Joint Optimization of DNN Partition and Scheduling for Mobile Cloud Computing
Yubin Duan, Jie Wu
Abstract
Reducing the inference time of Deep Neural Networks (DNNs) is critical when running time sensitive applications on mobile devices. Existing research has shown that partitioning a DNN and offloading a part of its computation to cloud servers can reduce the inference time. The single DNN partition problem has been extensively investigated recently. However, in real-world applications, a mobile device usually generates multiple DNN inference jobs simultaneously, and little attention has been paid to this case. We aim to minimize the makespan of multiple DNNs by jointly optimizing their partitioning and scheduling. Our observations show that the local computation time on a mobile device follows an increasing function, while the communication workload for offloading is usually decreasing as more DNN layers are computed.
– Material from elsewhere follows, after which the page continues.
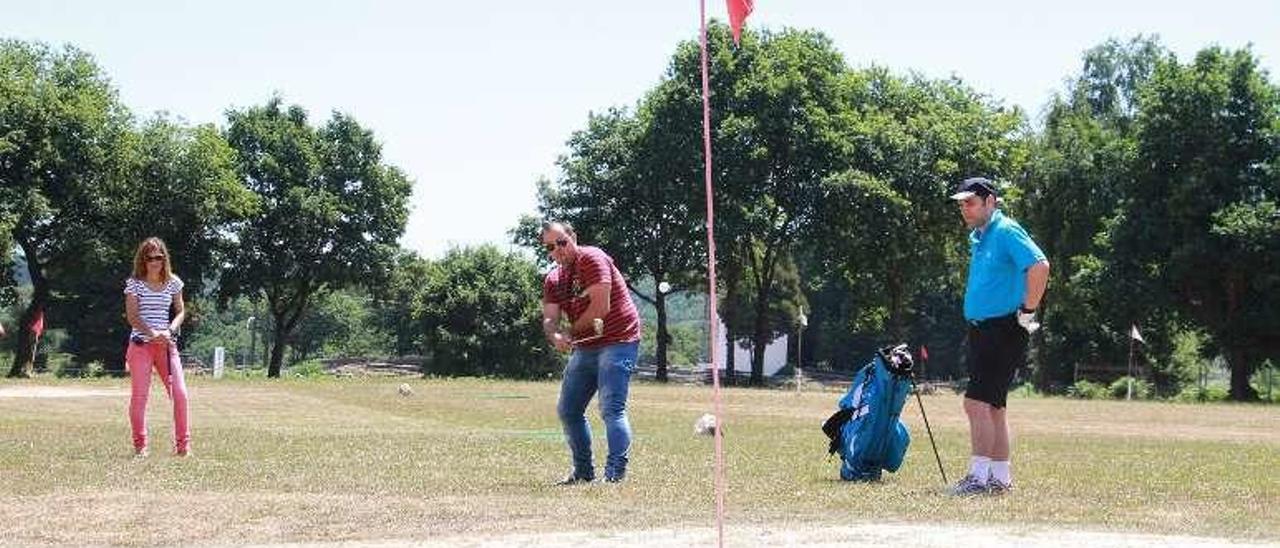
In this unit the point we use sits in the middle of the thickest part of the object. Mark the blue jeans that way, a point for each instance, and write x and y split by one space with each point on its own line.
608 370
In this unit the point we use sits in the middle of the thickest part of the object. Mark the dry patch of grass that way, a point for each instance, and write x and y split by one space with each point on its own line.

Based on this, we first relax our problem on continuous domain and show that partitioning all line-structure DNNs at the same layer is sufficient for makespan optimization. Then, for the discrete domain, two types of partitions are sufficient when the time difference between two adjacent partition layers is not drastic, subject to a given condition. An algorithm based on the binary search that efficiently finds optimal partition layers is illustrated. We also extend our approach to general-structure DNNs and offer a heuristic solution. Experiments have been conducted to evaluate the performance of different partition and scheduling methods on sample DNNs. Results validate the optimality of our theoretical results.